市長室以外のおすすめスポットは、篠山城大書院のスタッフによると、大書院を出て内堀沿いを南堀方面へ、二の丸庭園を越えたあたりで本丸の方を振り返ると……いい眺めだそうです。大書院の入り口から見るとちょうど反対側あたりになります。
お堀からも、ゆったりと手こぎボートで楽しめます。今年のボートの営業は3月28日からの予定。丹波篠山市によりますと、土日を中心に5月いっぱい営業する見込みです(3月18日現在)。

少し足を伸ばして城の東へ。散策コースが整備された王地山公園があります。ソメイヨシノと自生のヤマザクラなどが花を咲かせると、山全体が桜色に染まります。さらに公園の西側にある赤い鳥居がトンネルのように続く階段を登ると、まけきらい稲荷(王地山平左衛門稲荷神社)があります。ここの桜もおすすめです。

さて、篠山は古くから京都と山陰・山陽を結ぶ交通の要衝でした。関ヶ原の合戦に勝利した徳川家康が、1609年、豊臣氏が残っていた大坂城を、西国の豊臣ゆかりの大名を分断するために築城しました。笹山という小山を利用した平山城で、本丸を中心に二の丸、三の丸、そして内堀と外堀という二重の堀、さらに外堀の三方に出入り口として馬出を設け、防御に力を入れた城でした。わずか1年足らずの突貫工事で完成しましたが、天守閣は築かれませんでした。
大書院はほぼ同時に建てられ、およそ260年間に渡って藩の公式行事などに使われました。明治維新以降、ほとんどの建造物が取り壊されました。大書院は唯一残り、小学校や女学校、または公会堂として利用されていましたが、1944(昭和19)年1月6日、火事によって消失してしまいました。現在の大書院は2000(平成12)年に再建されたものです。中は江戸時代初期の様子がよく再現されていて、金をあしらった釘隠しがまぶしい豪壮な造りとなっています。
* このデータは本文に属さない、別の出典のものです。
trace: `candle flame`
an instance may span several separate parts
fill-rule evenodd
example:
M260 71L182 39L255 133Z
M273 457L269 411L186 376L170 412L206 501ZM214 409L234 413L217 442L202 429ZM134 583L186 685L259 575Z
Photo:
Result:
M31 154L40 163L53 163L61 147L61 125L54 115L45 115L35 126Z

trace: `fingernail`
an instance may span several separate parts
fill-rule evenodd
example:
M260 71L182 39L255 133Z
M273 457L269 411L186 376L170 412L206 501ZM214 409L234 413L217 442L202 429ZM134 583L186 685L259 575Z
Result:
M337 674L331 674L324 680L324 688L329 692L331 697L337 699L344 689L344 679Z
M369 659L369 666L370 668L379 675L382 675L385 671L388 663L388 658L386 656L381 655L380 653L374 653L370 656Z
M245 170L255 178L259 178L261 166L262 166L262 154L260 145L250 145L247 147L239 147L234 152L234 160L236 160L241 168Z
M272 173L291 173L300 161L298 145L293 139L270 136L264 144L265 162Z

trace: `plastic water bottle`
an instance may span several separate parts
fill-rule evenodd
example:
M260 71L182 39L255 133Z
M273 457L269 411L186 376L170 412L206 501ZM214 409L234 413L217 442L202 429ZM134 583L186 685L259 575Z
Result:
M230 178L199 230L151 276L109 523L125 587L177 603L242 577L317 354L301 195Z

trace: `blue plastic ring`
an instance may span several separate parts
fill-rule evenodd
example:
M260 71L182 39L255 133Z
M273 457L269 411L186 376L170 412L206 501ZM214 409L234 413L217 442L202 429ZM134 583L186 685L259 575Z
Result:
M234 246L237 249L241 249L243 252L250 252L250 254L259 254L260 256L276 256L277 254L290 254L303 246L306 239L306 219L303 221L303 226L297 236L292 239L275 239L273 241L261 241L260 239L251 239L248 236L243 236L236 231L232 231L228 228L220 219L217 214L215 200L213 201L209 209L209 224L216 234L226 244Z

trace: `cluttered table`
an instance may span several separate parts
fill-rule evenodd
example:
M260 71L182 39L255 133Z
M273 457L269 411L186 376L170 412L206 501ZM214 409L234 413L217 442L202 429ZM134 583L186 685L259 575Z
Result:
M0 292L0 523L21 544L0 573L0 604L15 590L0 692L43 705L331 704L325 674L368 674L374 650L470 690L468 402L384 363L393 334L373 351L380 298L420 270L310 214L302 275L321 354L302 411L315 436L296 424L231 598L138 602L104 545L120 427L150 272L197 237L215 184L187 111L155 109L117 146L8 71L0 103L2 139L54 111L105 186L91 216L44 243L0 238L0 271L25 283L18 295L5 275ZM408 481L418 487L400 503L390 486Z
京都・二条城の二の丸御殿相当の規模で、石高5万石の大名の国にあるものとしては破格の規模でした。
一方、石垣と掘、馬出などの遺構は、ほとんどその原型を残しています。このことから1956年には国の史跡に指定され、2006(平成18)年には日本の100名城に選ばれました。城全体はコンパクトにまとまっており、周辺に広がる城下町と合わせて散策したいところです。